Znaczenie wody w życiu człowieka

Znaczenie biologiczne wody

Woda jest powszechnym rozpuszczalnikiem związków ustrojowych i niezbędnym uzupełnieniem pokarmu wszystkich znanych dotąd organizmów. Uczestniczy w przebiegu większości reakcji metabolicznych, stanowi środek transportu wewnątrzustrojowego: np. produktów przemiany materii, substancji odżywczych, hormonów, enzymów. Reguluje temperaturę i uczestniczy w reakcjach hydrolizy. Stanowi płynne środowisko niezbędne do usuwania końcowych produktów przemiany materii. Woda stanowi średnio 60% masy dorosłego człowieka, w przypadku noworodka ok. 15% więcej.

Woda od zawsze stanowiła podstawę egzystencji człowieka: zaspakajała pragnienie, stanowiła podstawę higieny, służyła jako droga komunikacji. Wszystkie religie i kultury świata czerpały z niej inspirację, rozwijając swą mitologię i symbolikę.
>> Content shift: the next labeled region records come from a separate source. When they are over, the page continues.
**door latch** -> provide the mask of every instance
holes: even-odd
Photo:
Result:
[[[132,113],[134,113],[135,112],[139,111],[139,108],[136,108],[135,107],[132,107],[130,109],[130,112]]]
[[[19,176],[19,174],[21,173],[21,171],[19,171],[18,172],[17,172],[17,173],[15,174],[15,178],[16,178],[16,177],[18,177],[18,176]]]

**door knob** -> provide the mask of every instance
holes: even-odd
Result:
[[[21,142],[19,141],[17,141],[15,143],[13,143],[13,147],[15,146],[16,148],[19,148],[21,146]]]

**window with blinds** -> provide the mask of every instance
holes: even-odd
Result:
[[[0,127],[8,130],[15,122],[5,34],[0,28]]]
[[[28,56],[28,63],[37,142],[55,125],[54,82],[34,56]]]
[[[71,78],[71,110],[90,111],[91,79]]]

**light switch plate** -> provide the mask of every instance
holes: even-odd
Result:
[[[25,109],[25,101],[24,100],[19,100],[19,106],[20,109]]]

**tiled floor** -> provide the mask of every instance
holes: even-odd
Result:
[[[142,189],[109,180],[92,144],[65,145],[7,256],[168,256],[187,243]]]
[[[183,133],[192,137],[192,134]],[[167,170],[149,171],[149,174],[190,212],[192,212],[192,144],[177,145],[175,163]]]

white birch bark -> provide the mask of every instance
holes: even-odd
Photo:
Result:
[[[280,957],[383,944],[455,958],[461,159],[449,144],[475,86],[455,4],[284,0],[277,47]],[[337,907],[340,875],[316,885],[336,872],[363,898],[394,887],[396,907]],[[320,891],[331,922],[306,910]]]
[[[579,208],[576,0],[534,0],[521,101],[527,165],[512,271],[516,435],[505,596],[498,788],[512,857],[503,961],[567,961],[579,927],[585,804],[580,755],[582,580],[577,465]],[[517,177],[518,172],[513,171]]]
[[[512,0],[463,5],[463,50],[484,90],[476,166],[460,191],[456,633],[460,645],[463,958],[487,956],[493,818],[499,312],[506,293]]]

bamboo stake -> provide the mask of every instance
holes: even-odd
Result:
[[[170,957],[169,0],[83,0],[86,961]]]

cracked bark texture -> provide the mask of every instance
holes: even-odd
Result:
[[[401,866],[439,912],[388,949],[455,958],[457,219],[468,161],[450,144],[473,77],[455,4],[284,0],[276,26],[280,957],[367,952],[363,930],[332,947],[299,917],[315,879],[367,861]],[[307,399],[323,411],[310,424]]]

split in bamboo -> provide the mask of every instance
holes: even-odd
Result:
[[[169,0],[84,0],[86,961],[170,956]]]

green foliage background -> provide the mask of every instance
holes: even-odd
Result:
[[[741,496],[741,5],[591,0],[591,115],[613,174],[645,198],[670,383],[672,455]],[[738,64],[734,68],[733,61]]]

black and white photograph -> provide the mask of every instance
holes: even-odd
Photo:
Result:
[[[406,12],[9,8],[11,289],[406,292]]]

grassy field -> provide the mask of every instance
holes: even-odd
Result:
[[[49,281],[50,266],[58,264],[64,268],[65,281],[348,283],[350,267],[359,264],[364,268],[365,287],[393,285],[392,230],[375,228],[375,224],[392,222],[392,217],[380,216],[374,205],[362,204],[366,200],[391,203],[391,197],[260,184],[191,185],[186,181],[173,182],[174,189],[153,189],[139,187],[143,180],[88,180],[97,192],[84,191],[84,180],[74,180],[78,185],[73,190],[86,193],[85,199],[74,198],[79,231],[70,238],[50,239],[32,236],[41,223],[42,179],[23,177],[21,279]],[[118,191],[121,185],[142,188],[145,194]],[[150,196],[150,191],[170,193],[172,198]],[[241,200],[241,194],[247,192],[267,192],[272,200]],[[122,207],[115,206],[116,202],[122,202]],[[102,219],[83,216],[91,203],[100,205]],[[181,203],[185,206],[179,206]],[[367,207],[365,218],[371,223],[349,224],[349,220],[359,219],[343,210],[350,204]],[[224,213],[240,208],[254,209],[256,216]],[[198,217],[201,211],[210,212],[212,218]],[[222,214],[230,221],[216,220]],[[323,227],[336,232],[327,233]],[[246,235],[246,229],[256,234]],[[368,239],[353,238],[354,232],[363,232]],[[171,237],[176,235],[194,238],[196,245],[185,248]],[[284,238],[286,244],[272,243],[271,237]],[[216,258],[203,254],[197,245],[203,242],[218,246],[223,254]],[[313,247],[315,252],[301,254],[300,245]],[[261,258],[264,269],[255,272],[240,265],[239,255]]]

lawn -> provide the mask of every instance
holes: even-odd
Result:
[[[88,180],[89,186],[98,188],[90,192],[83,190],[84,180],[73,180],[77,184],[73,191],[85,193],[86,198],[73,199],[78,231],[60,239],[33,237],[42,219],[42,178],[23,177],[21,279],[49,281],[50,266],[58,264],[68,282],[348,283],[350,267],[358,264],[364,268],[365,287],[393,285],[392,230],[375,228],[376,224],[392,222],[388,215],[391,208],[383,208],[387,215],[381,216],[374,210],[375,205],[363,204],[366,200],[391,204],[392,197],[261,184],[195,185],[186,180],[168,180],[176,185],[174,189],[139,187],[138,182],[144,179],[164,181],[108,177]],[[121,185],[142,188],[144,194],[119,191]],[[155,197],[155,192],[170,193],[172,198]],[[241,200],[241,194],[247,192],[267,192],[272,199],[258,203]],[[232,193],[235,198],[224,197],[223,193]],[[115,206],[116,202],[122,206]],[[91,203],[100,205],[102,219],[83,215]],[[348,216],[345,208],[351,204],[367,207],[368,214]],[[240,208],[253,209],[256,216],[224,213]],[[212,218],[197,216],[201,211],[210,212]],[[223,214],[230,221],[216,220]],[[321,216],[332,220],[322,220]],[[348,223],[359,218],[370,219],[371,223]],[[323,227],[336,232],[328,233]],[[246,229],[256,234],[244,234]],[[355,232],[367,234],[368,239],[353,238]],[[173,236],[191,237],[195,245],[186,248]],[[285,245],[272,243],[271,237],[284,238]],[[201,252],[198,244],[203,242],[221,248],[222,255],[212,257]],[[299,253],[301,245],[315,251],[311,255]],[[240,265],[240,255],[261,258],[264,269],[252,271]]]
W przeszłości przetrwanie człowieka było uzależnione od dostępu do wody, jednak wraz z rozwojem cywilizacji jego stosunek do niej uległ zmianie. Zaczął traktować wodę jako dobro powszechne uznając jej zasoby za nieograniczone. Taki sposób myślenia doprowadził do degradacji wód powierzchniowych, a także wód podziemnych stanowiących zapas wody pitnej dla przyszłych pokoleń.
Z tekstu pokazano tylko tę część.